The decision was based partly on a legislative scheme enacted nearly four decades ago in New York that governs how state courts will manage defendants who plead not responsible by reason of mental illness or disability.
Those defendants are defined in three ways, or “tracks,” as DiFiore called them: those found to have a dangerous mental disorder, those who are mentally ill but not dangerous, and those who are neither dangerous nor mentally ill. The defendant in this case was considered to be on the first “track.”
The same section of the state’s criminal procedure law also says that if a defendant is committed to state custody after such a plea, they “shall have the rights granted to patients under the mental hygiene law.” That’s where the defendant’s argument came from to have his record sealed.
A provision of the state’s mental hygiene law says that a patient’s clinical record will be kept confidential, and consequently unavailable to the public.
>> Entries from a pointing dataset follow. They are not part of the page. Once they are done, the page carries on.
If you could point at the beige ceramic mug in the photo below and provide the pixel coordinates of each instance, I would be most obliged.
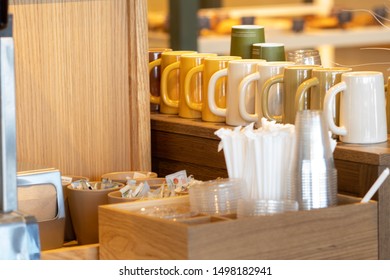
(235, 72)
(291, 78)
(170, 81)
(362, 108)
(264, 72)
(210, 65)
(83, 206)
(191, 84)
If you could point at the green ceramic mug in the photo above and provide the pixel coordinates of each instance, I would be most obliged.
(243, 37)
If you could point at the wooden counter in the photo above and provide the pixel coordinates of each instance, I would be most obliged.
(179, 143)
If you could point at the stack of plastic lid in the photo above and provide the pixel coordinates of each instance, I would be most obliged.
(314, 173)
(216, 197)
(305, 57)
(253, 207)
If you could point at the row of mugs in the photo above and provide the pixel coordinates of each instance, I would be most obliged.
(227, 92)
(181, 83)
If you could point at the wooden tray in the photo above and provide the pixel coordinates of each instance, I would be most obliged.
(346, 231)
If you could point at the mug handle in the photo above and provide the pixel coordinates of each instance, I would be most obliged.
(302, 89)
(242, 91)
(328, 108)
(265, 95)
(152, 64)
(187, 83)
(164, 85)
(221, 112)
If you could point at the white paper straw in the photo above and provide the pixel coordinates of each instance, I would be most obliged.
(375, 186)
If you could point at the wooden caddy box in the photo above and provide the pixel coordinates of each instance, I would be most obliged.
(346, 231)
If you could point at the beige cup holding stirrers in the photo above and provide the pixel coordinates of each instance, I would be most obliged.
(235, 72)
(210, 65)
(264, 72)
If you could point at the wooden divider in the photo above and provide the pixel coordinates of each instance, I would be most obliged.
(82, 85)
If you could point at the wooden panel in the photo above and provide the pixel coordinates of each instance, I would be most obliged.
(81, 79)
(355, 178)
(349, 231)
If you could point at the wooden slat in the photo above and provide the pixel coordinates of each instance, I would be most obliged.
(349, 231)
(81, 84)
(85, 252)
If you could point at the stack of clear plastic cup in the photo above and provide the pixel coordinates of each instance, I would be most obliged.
(305, 57)
(314, 175)
(216, 197)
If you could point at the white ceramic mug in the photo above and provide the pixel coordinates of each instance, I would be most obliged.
(235, 72)
(264, 72)
(362, 108)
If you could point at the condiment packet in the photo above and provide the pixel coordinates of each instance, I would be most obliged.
(138, 175)
(176, 180)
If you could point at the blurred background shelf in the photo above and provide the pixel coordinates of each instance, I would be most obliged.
(328, 42)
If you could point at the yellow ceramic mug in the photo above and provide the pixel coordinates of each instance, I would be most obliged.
(210, 65)
(291, 78)
(170, 81)
(190, 84)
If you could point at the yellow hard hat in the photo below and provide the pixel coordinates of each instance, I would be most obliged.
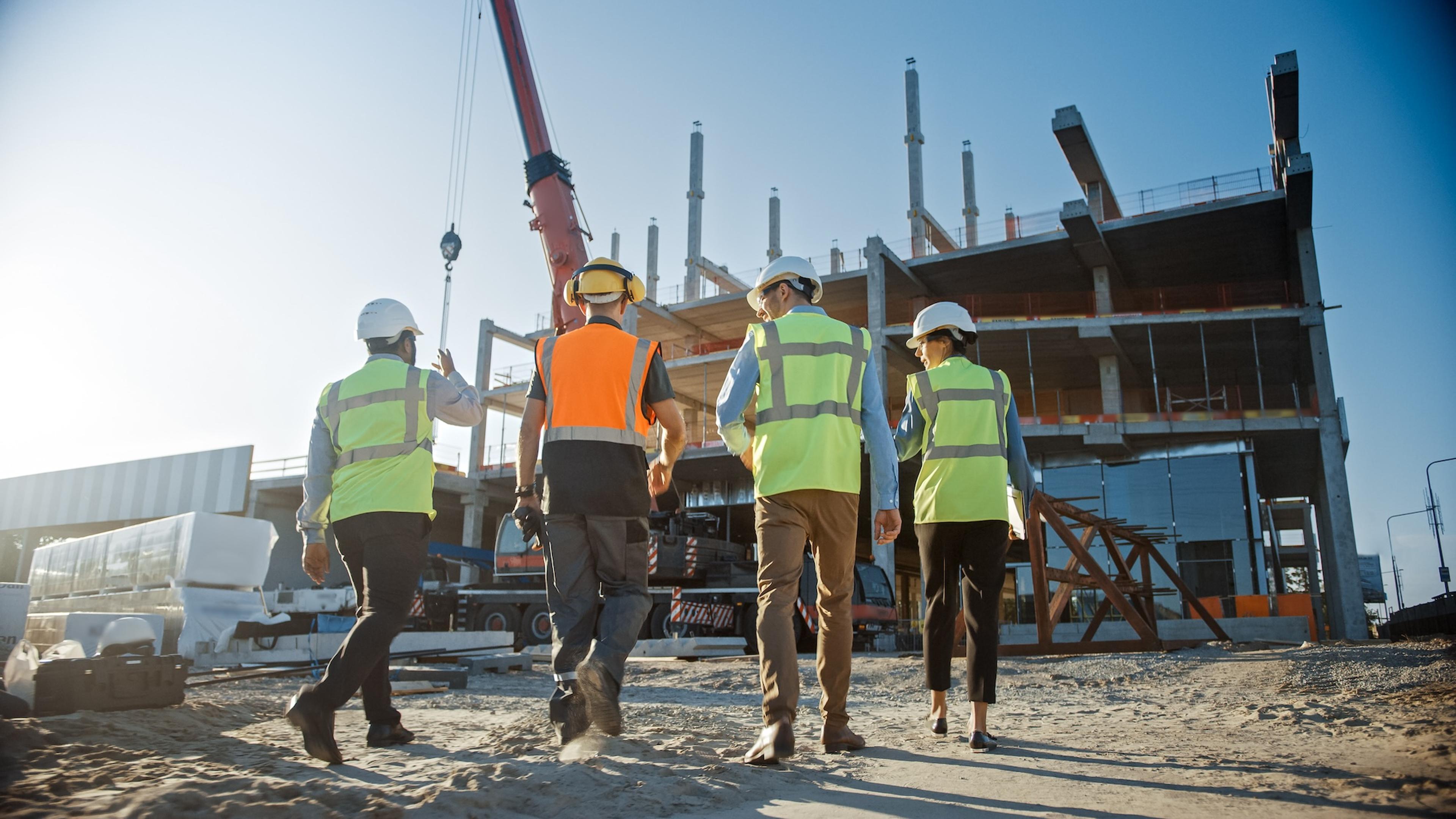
(603, 276)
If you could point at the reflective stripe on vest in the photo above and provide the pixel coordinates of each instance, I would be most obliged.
(774, 352)
(932, 400)
(632, 429)
(963, 471)
(381, 430)
(810, 397)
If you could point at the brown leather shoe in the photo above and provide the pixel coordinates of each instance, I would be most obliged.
(841, 739)
(317, 725)
(775, 744)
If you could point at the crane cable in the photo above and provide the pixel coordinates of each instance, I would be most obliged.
(466, 71)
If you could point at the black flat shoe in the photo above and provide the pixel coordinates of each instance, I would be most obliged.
(317, 726)
(383, 736)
The defendant argued that his court proceedings should be considered part of his clinical record, but DiFiore rejected that argument.
“The clinical record created separately by the facility in accordance with Mental Hygiene Law §33.13 cannot encapsulate the discrete record of a defendant’s court retention proceedings, created independently by the court pursuant to CPL 330.20, simply because information of defendant’s legal status, essentially derived from the court record, is repeated in the clinical record,” DiFiore wrote.
In other words, the high court held that court proceedings are separate from what’s included in the defendant’s clinical record, even if there’s some overlap in information between the two. Such proceedings would have been sealed if the mentally ill or disabled person wasn’t considered dangerous, DiFiore wrote, but that wasn’t the case here.
“In short, the legislature provided no automatic sealing requirement of an entire court record in either CPL 330.20 or the Mental Hygiene Law for a track one insanity acquittee and defendant cites no authority for such an obligation,” DiFiore wrote.